« C’est un vieux rêve de physicien de mesurer l’action de la gravitation sur l’antimatière », résume Gabriel Chardin, du Centre national de la recherche scientifique (CNRS) et de l’université Paris-Sud). Avec la découverte, en 1998, d’une accélération de la vitesse d’expansion de l’univers, récompensée la semaine dernière par le prix Nobel de physique, l’idée d’une « pression négative » ou sorte de gravité répulsive a gagné du terrain. Si l’antimatière réagissait différemment de la matière à la gravitation « ce serait une révolution » pour la physique, souligne Patrice Pérez (Institut de recherche sur les lois fondamentales de l’Univers – IRFU/CEA).
Matière « miroir » de celle que nous connaissons, l’antimatière reste difficile à observer car tout atome d’antimatière s’annihile au contact de la matière, en produisant une énorme quantité d’énergie. Un atome d’hydrogène est formé d’un proton ayant une charge électrique positive et d’un électron négatif. Un atome d’antihydrogène est constitué d’un proton négatif (antiproton) et d’un électron positif (positron).
De premiers atomes d’antihydrogène, produits en 1995 au Centre européen de recherches nucléaires (CERN) à Genève, s’étaient annihilés quasi instantanément au contact de la matière.

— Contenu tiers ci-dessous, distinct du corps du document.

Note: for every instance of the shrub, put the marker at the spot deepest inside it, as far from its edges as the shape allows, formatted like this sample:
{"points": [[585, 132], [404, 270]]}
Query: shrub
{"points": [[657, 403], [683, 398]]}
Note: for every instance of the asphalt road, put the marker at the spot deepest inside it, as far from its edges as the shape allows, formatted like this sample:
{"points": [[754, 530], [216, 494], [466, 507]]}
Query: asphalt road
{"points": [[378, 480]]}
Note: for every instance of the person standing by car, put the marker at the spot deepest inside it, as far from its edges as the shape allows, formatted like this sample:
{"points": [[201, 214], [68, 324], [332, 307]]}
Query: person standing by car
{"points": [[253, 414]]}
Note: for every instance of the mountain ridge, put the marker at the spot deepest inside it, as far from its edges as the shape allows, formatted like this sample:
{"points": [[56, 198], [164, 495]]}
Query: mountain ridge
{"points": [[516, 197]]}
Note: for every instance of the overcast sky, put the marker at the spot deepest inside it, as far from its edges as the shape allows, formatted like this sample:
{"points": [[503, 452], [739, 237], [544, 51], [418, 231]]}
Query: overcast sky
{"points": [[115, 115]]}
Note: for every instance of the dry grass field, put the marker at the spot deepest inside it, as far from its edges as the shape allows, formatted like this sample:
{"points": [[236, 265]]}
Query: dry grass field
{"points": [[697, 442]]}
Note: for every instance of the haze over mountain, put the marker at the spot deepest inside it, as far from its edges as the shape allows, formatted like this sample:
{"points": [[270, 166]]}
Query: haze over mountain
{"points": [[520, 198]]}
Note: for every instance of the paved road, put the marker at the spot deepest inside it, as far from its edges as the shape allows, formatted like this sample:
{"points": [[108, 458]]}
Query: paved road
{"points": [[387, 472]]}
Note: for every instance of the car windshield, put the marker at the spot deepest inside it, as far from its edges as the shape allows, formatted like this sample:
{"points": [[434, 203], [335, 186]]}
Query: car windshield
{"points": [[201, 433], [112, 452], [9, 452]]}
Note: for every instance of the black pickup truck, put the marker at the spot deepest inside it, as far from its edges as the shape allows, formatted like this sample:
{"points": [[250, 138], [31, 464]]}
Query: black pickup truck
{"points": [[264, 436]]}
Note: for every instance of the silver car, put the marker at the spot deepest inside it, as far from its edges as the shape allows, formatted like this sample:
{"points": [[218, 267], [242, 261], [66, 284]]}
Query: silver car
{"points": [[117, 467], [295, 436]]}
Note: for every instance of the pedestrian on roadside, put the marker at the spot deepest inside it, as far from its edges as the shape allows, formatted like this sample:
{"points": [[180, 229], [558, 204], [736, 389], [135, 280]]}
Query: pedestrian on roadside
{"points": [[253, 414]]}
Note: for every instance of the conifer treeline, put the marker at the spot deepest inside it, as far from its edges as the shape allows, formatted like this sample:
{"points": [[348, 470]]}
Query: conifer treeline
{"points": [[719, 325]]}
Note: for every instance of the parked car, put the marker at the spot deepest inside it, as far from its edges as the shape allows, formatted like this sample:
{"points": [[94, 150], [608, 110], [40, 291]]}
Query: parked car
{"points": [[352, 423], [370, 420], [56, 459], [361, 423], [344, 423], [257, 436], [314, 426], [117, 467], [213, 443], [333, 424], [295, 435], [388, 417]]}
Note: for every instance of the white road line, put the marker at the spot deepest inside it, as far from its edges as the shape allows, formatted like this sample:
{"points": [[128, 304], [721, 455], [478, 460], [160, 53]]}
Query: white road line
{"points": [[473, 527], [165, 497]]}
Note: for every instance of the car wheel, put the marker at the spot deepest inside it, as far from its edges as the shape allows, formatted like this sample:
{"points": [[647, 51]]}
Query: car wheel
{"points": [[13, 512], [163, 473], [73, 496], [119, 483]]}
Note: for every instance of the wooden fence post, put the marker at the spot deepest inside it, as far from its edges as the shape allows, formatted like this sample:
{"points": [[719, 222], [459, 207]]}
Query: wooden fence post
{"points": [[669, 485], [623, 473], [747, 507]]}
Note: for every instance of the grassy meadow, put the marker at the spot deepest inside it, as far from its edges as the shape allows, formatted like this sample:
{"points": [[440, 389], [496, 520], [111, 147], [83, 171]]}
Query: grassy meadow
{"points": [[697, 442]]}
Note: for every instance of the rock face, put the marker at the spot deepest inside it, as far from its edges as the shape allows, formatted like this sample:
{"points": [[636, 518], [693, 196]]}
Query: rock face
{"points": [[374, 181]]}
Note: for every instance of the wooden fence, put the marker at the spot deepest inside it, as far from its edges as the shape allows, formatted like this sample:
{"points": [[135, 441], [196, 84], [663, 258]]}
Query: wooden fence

D’importants progrès ont été accomplis : des atomes d’antihydrogène ont été piégés pendant plus de 16 minutes au CERN, selon les résultats, publiés en juin dernier, d’une nouvelle expérience qui devrait faciliter l’étude de l’antimatière. Les physiciens réussissent plus facilement à contrôler, grâce à des champs magnétiques, un antiproton, particule porteuse d’une charge électrique, qu’un atome neutre d’antimatière.
D’où l’idée de recourir à des ions positifs d’antihydrogène (un antiproton négatif associé à deux positrons), relève Patrice Pérez, qui participe au projet international GBAR (Gravitational Behaviour of Antihydrogen at Rest – Comportement gravitationnel de l’antihydrogène au repos).
Ces ions, refroidis à 10 microkelvins (10 millionièmes de degré au-dessus du zéro absolu : -273,15 °C) pour réduire leur agitation, seraient dépouillés au dernier moment, grâce à un faisceau laser, de leur positron surnuméraire.
Il s’agit ensuite de mesurer la « vitesse de chute » des atomes d’antihydrogène ainsi créés, précise Patrice Pérez qui espère que cette expérience pourra être réalisée au CERN d’ici à 2016. Il serait alors possible de savoir si l’antimatière subit la même accélération due à la pesanteur que la matière. L’instant où les positrons en trop sont arrachés donnerait, selon M. Pérez, le « top départ » de la chute verticale, et leur désintégration au contact de la matière « le temps d’arrivée ».